This week, we are folding two weekends into one Arts Blog as we prepare to deliver news about the upcoming Picnic Day events, which will be featured separately.  Our first UC Davis Picnic Day story features the ever-popular fashion show and attractions available at the Manetti Shrem Museum. Watch for that on the UC Davis Arts Blog. The annual UC Davis Picnic Day is Saturday, April 23. Happy spring! Karen Nikos, Arts Blog editor

Duo Axis: works by graduate student composers

Thursday, April 7, 12:05–1 p.m., Recital Hall, Ann E. Pitzer Center, Free, a Shinkoskey Noon Concert

Pianist and musician at piano.
Duo Axis concerts are Thursday. (Courtesy photo)
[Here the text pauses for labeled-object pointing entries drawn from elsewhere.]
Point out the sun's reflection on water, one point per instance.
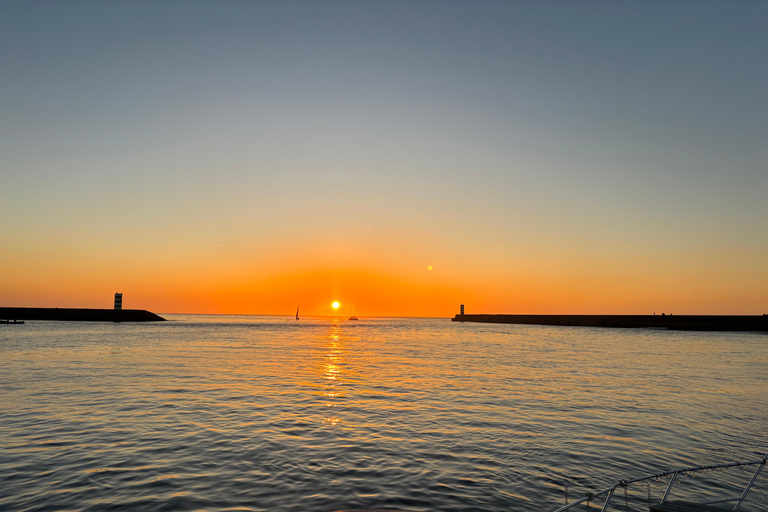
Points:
(332, 371)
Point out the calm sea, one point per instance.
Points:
(267, 413)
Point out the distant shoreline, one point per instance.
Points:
(672, 322)
(80, 315)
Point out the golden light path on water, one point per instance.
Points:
(270, 413)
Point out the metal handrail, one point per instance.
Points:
(589, 496)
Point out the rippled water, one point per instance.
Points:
(266, 413)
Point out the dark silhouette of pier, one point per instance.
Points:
(80, 315)
(672, 322)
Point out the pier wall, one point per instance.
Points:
(676, 322)
(81, 315)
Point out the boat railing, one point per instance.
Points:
(673, 476)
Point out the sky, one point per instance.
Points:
(400, 157)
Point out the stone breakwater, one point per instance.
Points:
(674, 322)
(80, 315)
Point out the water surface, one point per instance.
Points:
(267, 413)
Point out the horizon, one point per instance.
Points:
(400, 158)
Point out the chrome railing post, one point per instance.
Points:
(669, 487)
(608, 500)
(751, 482)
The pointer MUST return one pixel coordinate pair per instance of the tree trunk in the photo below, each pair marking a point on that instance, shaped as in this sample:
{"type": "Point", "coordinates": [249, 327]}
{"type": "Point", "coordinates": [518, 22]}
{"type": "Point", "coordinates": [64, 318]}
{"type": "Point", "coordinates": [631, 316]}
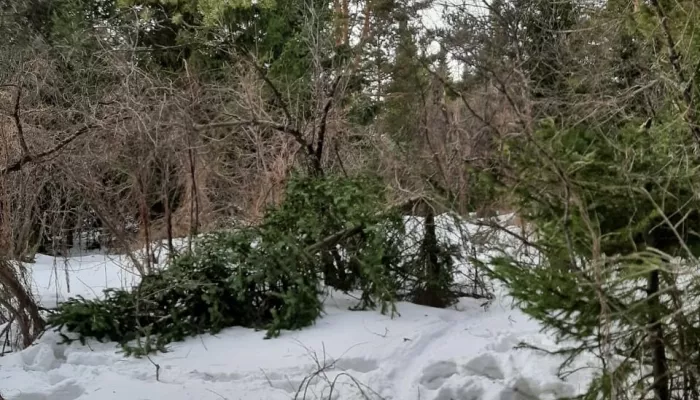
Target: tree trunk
{"type": "Point", "coordinates": [656, 339]}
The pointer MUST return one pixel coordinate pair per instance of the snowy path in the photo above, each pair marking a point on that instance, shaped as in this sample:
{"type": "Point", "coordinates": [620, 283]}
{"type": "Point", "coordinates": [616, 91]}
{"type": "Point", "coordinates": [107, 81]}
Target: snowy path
{"type": "Point", "coordinates": [465, 353]}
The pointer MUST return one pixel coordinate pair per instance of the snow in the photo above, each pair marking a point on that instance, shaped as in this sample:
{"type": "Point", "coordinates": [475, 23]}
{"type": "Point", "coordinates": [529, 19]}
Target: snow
{"type": "Point", "coordinates": [467, 352]}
The UC Davis program includes Emily Joy Sullivan: shedding blue sparks​, Joseph Donald Peterson: Bare Bones, Joseph Vasinda: Under Cover of Night, Bryndan Moondy: GlintF and Dean Kervin Boursiquot: Speak for yo’ self!

Duo Axis (Zach Sheets, flute, and Wei-Han Wu, piano) frequently collaborate with composers to create new works and foster a spirit of innovation and reciprocity. In this, their first of two programs while in residence at UC Davis they present a set of world premieres by graduate student composers at UC Davis. 
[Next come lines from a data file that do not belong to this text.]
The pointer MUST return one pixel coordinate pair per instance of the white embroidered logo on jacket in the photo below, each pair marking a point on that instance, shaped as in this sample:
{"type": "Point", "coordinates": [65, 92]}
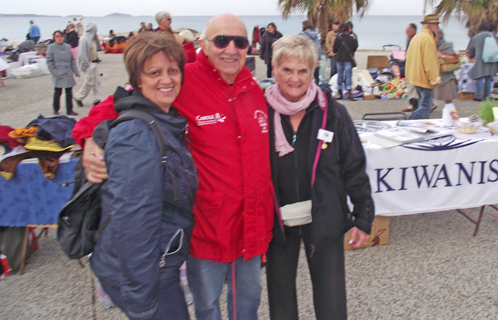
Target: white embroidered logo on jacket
{"type": "Point", "coordinates": [262, 118]}
{"type": "Point", "coordinates": [210, 119]}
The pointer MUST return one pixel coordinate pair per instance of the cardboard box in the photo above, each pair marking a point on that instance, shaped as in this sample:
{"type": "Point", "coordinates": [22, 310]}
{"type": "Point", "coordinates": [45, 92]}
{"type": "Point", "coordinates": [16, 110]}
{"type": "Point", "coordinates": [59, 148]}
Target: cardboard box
{"type": "Point", "coordinates": [378, 237]}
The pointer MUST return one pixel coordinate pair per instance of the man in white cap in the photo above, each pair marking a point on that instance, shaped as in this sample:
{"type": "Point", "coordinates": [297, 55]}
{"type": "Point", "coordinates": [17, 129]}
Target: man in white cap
{"type": "Point", "coordinates": [422, 65]}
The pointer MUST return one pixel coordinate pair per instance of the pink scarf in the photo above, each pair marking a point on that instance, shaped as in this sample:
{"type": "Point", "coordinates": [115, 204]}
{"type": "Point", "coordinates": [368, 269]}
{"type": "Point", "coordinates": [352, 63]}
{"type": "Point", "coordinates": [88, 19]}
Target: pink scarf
{"type": "Point", "coordinates": [281, 105]}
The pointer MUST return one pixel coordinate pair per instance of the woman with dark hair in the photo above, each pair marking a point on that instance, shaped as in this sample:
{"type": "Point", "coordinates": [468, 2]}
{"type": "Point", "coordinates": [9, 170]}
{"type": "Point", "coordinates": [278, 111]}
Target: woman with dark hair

Find more information here. Find a direct link to the livestream here.

Duo Axis: 'Duo@50'

Friday, April 8, 7–8:15 p.m.F

Recital Hall, Ann E. Pitzer Center, $12 Students and Children / $24 Adults

This program features Anthony Cheung, Carolina Heredia, Christine Burke and Matthew Ricketts.

Find more information here

UC Davis stages present new works in April

The UC Davis Department of Theatre and Dance will present two newly developed works in April.  

Playwright and director Janey Pintar explores the intriguing character of Ophelia from William Shakespeare’s Hamlet in her M.F.A. project The Ophelias: Badass Voices.

Women in red blouse, portrait

About the Playwright

Janey Pintar is an actor, director, and educator of the theatre arts with a background in movement including Suzuki. She received an associate of arts degree in Theatre: Technical Production from American River College, bachelor's degrees in Dramatic Art and Communication from UC Davis, and and MA in Drama from San Francisco State University. Janey is also a graduate of American Conservatory Theater’s Summer Training Congress. Her interests include the exploration of movement systems and multicultural theatre practices.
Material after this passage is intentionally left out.